Every year, between 1882 and 1894, Virginia Woolf and her family stayed at Talland House, in St Ives. The house is now flats, and I knew from friends who were living there that a lot of people were interested in the garden because of the Woolf connection.
But it was overgrown, and I asked the owner of the flats, Peter Eddy, if I could take on the maintenance with my partner Nick — who is a landscaper — and develop it over time, putting in some Woolf references. He accepted the proposal.
The first thing I did was to take out the mixed hedge at the bottom of the garden, as a lot of it had died, and replace it with escallonia. Woolf wrote about coming back to Talland House as an adult, peering through the escallonia hedge, and seeing the ghosts of her childhood.
One of her key childhood memories was sitting on her mother Julia’s lap on the train to St Ives, and seeing the pattern on her dress — red, purple and blue flowers on a black background.

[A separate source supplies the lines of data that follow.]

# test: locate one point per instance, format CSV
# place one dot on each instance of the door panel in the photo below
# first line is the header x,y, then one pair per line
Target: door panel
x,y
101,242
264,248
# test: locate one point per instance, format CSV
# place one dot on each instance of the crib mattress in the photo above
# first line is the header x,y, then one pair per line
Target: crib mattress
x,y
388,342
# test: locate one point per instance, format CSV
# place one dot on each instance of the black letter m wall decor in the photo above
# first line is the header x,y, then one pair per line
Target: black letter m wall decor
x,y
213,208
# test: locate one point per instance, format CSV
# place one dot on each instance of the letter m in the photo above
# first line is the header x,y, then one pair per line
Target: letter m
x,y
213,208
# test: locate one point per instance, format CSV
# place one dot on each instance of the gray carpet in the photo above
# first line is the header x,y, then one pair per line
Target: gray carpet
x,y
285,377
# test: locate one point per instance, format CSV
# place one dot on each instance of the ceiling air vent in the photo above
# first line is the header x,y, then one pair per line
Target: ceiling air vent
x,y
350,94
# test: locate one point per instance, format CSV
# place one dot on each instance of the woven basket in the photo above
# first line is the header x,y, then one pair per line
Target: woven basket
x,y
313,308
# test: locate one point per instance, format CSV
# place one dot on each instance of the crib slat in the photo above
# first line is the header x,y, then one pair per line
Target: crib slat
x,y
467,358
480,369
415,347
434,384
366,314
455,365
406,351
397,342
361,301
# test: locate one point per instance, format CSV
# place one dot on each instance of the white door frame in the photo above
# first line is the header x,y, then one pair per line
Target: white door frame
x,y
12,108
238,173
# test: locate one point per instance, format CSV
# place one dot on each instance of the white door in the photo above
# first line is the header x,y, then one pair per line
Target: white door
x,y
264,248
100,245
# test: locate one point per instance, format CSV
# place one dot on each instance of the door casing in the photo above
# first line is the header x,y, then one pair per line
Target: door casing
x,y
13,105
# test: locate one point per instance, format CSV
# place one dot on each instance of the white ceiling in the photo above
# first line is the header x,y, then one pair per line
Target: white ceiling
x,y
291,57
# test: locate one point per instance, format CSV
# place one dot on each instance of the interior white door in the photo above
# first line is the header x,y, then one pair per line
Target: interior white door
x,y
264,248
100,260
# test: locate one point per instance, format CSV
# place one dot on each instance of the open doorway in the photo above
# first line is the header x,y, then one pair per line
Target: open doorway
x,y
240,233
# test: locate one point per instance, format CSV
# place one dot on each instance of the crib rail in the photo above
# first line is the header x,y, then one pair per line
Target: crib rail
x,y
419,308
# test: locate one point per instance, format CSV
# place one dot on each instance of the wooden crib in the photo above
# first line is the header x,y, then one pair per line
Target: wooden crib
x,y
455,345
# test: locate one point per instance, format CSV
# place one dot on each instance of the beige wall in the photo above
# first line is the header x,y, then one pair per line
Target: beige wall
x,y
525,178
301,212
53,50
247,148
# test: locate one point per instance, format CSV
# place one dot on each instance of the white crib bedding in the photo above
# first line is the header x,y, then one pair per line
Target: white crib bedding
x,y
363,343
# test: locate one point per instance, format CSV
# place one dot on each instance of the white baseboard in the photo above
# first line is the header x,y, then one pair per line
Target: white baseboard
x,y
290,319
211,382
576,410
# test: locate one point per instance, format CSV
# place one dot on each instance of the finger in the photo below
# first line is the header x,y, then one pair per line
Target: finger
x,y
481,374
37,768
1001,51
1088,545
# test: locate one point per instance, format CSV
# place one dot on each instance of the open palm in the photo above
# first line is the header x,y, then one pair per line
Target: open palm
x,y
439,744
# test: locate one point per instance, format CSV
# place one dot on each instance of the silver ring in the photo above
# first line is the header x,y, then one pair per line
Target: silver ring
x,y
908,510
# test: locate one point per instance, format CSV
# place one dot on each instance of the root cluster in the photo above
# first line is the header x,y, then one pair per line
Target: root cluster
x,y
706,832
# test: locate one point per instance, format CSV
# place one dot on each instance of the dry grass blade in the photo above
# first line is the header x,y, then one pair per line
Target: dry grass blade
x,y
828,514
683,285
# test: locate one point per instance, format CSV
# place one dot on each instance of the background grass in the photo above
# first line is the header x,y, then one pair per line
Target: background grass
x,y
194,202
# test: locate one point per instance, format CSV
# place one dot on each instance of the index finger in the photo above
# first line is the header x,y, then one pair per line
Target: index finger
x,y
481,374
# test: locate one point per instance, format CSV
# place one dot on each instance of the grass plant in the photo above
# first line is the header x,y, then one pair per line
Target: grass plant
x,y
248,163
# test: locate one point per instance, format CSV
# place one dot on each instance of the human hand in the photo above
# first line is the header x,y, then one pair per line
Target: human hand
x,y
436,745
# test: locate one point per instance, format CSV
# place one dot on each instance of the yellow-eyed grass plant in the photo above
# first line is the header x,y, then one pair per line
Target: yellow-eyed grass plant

This year, to mark the unveiling of a plaque to celebrate Woolf’s connection with St Ives, I planted a border using the colours in the dress — purple verbena, a small sea holly called Blue Hobbit and blue Anagallis monellii, and red carnations and anemones. The structural planting in the border includes the very dark purple Pittosporum purpureum, which I chose to represent the black background of the dress — I’m topiarising it into lighthouse-shaped towers among the planting.
Polly Carter at Talland House. Photographs: St Ives Local
I felt that the memory of her mother’s dress was significant, as the family stopped going to St Ives after Julia died, when Woolf was 13, and that setting her novel To The Lighthouse at Talland House was an exercise in coming to terms with that double loss. Talland also features in another of Woolf’s novels, The Waves.
I wanted the garden to have a feel of romantic abundance, so I planted nigella, poppies, clary sage, candytuft, and flax. When we cleared one area, we found pink roses hidden underneath other plants. I’ve made this a pink border with silver foliage — something Woolf describes in her essay Sketches of the Past. There were pink Japanese anemones and pink geraniums there, and I’ve added pink annuals — including a lovely cornflower — and clarkia, a classic Victorian flower.
The structural planting was provided by silver-leaved santolia domes, and artemisia, the scent of which reminded Woolf of Talland House. I’ve put artichokes here as well, as Woolf describes them growing among the roses and poppies. This area is where I’ve put most of the self-seeders, so it becomes a semi-wild border, to recreate the point when the garden was abandoned for 10 years.
People ask if I only use plants that were available at the time that Woolf was there, and the answer in the main is “yes”, but I will also use modern plants where that is more practical. I’m more interested in evoking the joy which the garden gave her — and which became an important aspect of her writing — than a faithful representation of what would have been there at any particular point in time. This would be impossible, anyway, since the original three acres is now only a third of an acre. Weaving in different references is more inspiring, and more of a monument to what the garden meant to Virginia Woolf.